The Doosra podcast – which covers all things cricket but with a South Asian spin – is back for a new weekly series, hosted by BBC Asian Network’s Ankur Desai, stand-up comedian Aatif Nawaz and England World Cup winner Isa Guha.
In this week’s episode, which is available via the BBC Sounds app and on the BBC Radio 5 Live website, the team speak to Pakistan fast bowler Mohammad Amir, England batsman Liam Livingstone, and find out how the suspected infection of Alex Hales with coronavirus led to the hasty postponement of the Pakistan Super League (PSL) with just three matches left to play.
‘Boss, I have Covid-19 symptoms’
Karachi Kings owner Salman Iqbal is a guest on the first episode of the new series and he recalled the “panic” that followed a WhatsApp message from England, hours before his team were scheduled to play a semi-final against Lahore Qalandars.
The message came from Hales, who had been part of the Kings team, but had returned to England days earlier because of uncertainty over travel restrictions and possible quarantine scenarios as the coronavirus spread.
Iqbal said: “It was two o’clock in the morning in Pakistan and we had a message from Alex Hales saying: ‘Boss, I have symptoms of Covid-19 and I think you should all get tested.'
“I then got a call from coach Dean Jones saying he wanted to meet straight away.
“We were all scared. If you have the symptoms, you have to be isolated. I was trying hard to get somebody to Birmingham to get Hales tested.
“I even asked if my doctor from London would go to him but it couldn’t happen.
“In the end, we had to get everyone in the team tested. All of them started panicking and we postponed the tournament the next day.”
Iqbal told the podcast he is hopeful the PSL will still be concluded, potentially after the T20 World Cup in Australia, which finishes in November.

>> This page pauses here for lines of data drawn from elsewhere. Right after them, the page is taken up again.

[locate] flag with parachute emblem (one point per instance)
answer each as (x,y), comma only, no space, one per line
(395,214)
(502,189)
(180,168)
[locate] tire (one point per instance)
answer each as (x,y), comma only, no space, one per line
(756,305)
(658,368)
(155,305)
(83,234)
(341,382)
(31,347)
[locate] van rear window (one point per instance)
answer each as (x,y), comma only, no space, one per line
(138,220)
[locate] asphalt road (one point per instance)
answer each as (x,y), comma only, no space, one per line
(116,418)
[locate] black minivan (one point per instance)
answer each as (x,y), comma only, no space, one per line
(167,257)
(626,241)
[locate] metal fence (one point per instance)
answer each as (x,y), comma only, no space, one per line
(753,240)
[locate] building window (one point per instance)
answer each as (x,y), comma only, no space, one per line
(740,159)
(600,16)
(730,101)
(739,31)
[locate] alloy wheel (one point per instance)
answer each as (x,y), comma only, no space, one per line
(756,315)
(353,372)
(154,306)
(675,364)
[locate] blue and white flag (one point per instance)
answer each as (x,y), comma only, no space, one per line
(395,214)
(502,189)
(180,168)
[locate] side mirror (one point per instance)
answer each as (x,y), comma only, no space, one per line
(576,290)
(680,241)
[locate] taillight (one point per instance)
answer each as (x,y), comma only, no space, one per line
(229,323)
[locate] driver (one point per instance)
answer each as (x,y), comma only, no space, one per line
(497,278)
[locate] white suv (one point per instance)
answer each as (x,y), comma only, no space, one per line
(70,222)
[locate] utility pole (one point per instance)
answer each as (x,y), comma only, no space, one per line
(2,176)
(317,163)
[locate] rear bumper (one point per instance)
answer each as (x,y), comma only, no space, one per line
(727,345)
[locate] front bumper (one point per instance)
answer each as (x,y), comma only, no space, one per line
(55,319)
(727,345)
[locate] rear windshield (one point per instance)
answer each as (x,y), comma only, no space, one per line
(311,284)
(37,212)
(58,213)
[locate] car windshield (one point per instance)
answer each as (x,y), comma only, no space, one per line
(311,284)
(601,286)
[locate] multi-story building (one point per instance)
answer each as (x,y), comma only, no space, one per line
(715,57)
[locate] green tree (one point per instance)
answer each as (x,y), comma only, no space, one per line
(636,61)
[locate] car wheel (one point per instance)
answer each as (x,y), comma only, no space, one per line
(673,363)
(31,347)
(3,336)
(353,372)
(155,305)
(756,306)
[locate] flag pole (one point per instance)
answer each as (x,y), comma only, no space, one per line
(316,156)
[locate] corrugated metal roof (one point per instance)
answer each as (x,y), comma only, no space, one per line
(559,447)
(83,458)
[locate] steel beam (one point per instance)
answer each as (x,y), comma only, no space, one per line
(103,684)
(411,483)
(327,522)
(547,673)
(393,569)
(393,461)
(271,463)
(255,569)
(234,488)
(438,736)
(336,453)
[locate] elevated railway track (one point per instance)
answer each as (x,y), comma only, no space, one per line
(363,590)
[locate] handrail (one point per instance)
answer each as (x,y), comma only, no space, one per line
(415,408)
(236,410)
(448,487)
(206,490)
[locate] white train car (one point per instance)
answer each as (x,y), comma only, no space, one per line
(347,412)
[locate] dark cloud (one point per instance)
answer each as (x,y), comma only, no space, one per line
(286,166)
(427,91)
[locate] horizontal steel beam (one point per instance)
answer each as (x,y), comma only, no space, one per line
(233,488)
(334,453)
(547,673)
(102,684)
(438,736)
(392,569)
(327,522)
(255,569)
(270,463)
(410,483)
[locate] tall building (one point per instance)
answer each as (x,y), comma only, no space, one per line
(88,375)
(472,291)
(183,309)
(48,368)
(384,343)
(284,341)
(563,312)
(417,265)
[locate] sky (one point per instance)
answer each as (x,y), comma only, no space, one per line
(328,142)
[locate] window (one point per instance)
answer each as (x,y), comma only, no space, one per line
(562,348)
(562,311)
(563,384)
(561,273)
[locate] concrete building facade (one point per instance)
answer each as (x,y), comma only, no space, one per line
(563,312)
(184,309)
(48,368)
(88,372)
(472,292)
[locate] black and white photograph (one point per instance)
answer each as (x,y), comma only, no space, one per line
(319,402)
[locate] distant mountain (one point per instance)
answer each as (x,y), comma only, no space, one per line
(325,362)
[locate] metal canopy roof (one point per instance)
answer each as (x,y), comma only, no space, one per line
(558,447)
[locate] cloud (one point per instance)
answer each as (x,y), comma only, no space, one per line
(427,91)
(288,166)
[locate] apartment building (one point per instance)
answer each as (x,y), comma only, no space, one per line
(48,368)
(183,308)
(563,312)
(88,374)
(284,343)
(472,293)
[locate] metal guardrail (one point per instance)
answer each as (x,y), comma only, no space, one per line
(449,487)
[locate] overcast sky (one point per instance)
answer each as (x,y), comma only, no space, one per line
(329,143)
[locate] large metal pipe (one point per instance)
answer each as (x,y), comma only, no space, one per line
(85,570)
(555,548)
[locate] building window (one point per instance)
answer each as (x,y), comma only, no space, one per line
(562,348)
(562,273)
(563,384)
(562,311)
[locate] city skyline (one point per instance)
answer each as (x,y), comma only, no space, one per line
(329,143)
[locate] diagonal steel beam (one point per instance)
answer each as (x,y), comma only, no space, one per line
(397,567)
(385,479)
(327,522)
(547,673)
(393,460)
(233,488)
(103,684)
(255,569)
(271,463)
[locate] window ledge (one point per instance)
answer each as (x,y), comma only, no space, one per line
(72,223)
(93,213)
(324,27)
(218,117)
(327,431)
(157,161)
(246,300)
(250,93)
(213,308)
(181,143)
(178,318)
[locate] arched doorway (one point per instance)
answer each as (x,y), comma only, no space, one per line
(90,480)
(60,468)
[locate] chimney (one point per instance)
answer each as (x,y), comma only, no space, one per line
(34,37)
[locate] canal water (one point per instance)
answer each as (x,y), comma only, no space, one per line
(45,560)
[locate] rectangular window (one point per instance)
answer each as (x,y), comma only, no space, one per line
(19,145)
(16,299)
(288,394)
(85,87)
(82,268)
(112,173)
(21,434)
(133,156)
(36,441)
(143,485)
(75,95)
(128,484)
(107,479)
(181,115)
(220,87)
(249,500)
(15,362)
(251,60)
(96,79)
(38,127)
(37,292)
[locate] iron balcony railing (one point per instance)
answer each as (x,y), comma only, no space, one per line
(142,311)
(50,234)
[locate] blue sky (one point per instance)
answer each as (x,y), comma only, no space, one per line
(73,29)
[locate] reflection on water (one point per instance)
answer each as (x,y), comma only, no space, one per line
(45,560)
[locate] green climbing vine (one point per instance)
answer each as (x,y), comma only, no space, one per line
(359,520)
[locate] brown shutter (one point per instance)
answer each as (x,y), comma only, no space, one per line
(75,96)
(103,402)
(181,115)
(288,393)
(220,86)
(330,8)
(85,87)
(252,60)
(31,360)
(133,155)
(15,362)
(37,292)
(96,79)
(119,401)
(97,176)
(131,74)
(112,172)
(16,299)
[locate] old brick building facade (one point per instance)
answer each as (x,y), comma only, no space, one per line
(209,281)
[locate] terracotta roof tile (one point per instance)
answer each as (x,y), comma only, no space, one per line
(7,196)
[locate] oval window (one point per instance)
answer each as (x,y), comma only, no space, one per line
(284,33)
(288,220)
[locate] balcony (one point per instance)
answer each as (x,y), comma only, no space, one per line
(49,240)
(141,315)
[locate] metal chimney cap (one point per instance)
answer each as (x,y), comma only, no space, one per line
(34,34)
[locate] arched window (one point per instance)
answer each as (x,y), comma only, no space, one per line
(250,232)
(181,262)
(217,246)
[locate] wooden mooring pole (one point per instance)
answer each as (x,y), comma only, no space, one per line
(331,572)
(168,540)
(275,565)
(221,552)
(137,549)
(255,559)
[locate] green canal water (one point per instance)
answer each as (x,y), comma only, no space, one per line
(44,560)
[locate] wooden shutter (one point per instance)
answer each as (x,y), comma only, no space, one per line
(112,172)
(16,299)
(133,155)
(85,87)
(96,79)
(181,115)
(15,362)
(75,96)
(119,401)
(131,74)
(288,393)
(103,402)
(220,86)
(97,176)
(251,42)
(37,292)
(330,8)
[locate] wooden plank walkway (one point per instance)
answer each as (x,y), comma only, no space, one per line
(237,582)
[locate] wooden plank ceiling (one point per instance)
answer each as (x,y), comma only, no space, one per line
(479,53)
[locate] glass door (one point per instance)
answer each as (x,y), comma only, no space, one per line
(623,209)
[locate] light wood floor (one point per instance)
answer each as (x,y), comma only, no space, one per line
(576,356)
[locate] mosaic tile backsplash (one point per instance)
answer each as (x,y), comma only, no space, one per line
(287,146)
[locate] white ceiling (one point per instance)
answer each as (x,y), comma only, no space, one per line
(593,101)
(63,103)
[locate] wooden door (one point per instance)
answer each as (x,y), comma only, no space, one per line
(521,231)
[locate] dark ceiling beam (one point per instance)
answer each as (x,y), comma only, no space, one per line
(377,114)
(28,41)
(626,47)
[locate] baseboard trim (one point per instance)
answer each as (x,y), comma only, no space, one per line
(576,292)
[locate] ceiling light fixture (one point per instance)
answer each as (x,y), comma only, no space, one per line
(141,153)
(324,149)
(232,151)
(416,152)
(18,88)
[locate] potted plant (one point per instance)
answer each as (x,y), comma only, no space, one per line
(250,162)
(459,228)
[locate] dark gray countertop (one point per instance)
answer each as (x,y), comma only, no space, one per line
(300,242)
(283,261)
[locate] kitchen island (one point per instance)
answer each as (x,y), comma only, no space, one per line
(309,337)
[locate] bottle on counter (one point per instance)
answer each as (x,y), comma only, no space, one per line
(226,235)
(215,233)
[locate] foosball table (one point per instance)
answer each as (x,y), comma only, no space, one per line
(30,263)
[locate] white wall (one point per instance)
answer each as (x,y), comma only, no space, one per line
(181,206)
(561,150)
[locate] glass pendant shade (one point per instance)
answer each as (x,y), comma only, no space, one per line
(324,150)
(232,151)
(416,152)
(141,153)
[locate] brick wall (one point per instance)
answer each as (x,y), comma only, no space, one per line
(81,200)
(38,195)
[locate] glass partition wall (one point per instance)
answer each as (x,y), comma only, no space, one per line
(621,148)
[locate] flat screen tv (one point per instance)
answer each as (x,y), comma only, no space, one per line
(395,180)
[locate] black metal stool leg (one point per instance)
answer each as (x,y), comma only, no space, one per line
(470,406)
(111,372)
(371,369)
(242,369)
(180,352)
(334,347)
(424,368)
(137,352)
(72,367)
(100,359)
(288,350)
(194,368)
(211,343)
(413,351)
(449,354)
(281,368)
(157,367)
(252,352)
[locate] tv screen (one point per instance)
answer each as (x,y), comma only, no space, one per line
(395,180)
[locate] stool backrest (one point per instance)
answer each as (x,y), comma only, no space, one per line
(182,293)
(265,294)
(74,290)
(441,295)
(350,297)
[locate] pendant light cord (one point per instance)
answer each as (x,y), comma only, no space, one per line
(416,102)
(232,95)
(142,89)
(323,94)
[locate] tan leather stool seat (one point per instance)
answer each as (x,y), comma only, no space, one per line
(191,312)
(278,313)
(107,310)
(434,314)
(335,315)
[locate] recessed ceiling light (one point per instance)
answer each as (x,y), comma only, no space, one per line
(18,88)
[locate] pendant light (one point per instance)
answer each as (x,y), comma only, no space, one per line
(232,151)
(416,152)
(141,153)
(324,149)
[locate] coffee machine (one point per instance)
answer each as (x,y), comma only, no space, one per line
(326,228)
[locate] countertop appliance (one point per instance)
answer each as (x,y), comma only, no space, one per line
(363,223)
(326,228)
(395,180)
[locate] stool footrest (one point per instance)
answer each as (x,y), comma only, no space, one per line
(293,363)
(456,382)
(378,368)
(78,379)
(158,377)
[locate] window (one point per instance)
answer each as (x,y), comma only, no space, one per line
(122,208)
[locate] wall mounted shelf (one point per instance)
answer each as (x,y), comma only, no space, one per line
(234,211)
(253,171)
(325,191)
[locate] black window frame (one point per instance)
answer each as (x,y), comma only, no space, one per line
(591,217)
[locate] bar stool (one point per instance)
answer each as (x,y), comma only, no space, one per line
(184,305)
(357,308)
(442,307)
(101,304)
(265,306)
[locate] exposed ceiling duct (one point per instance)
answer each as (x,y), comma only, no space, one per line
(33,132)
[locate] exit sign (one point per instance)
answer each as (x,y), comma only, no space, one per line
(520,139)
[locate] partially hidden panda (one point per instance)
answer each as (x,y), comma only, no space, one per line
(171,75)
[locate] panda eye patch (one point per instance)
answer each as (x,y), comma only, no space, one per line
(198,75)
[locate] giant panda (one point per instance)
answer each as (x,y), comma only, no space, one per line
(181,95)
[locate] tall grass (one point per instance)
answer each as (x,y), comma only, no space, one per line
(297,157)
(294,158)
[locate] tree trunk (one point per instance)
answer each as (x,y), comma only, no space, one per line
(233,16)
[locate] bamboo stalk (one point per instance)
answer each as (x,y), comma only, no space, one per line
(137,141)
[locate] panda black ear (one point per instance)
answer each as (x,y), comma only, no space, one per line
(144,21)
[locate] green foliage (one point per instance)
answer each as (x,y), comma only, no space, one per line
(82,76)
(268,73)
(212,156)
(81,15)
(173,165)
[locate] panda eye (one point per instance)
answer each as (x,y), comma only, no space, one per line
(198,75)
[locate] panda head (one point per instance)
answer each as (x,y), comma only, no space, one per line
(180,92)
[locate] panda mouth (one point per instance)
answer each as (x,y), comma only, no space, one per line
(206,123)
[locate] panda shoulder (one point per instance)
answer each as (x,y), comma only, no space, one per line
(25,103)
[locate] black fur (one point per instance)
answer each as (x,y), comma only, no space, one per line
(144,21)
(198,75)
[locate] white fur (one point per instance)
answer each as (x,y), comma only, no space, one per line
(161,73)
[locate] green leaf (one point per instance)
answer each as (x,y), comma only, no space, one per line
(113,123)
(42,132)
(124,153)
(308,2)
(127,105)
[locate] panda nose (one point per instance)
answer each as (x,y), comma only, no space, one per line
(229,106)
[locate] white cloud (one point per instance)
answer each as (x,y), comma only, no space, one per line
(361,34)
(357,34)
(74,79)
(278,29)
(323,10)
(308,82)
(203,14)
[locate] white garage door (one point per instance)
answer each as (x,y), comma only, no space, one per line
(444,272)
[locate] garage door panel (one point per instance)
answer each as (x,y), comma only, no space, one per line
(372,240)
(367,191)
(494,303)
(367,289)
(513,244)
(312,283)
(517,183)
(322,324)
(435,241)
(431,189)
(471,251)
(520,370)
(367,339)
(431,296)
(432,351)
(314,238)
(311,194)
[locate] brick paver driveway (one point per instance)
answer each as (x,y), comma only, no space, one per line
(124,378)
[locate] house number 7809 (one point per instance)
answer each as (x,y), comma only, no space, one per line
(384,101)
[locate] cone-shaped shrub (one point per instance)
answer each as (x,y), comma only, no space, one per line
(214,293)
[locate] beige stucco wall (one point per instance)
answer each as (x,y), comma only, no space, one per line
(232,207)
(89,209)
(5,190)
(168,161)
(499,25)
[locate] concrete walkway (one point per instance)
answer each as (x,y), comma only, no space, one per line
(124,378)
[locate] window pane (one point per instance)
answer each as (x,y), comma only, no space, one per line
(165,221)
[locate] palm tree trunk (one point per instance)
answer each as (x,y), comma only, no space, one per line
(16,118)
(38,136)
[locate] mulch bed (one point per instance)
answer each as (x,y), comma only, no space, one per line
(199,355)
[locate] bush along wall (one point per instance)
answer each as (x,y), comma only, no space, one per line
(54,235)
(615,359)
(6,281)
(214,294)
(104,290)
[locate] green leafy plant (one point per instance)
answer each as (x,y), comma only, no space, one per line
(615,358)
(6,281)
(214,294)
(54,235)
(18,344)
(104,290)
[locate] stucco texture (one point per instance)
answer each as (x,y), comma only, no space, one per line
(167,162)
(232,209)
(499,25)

‘PSL on a par with IPL cricket-wise’
Livingstone, who has played Twenty20 franchise cricket in Australia’s Big Bash and the Indian Premier League (IPL), featured for Peshawar Zalmi in the PSL.
He told the programme the standard of cricket in the PSL was "very similar to the IPL".
“The fans, players and supporters all live and breathe cricket, that’s what sets the PSL and IPL apart from the others,” he added.
“It was great to play in places that hadn’t seen live cricket for a while, such as Multan, where the atmosphere was unbelievable.
“I think the stadium holds around 30,000 but I’m adamant there were about 50,000 there. They cheer for anything and don’t support any particular team.”
‘I have to quit Test cricket’
Left-arm seamer Amir, who was playing for Karachi Kings in the tournament, spoke about his experience of Covid-19 lockdown, including what he’s watching on TV and how he’s keeping fit.
He also reiterated to the podcast he has no plans to return to Test cricket, saying the longer form of the game takes its toll on his body.
“I have been playing consistently for the last three years. As a fast bowler when you’re doing nothing for five years and then start playing all the formats and every single game, it’s tough,” the 28-year-old said.
“At some stage, as a professional, you have to decide. My body was getting tired and fatigued.
“If I want to play cricket for the next six years then I have to quit Test cricket.”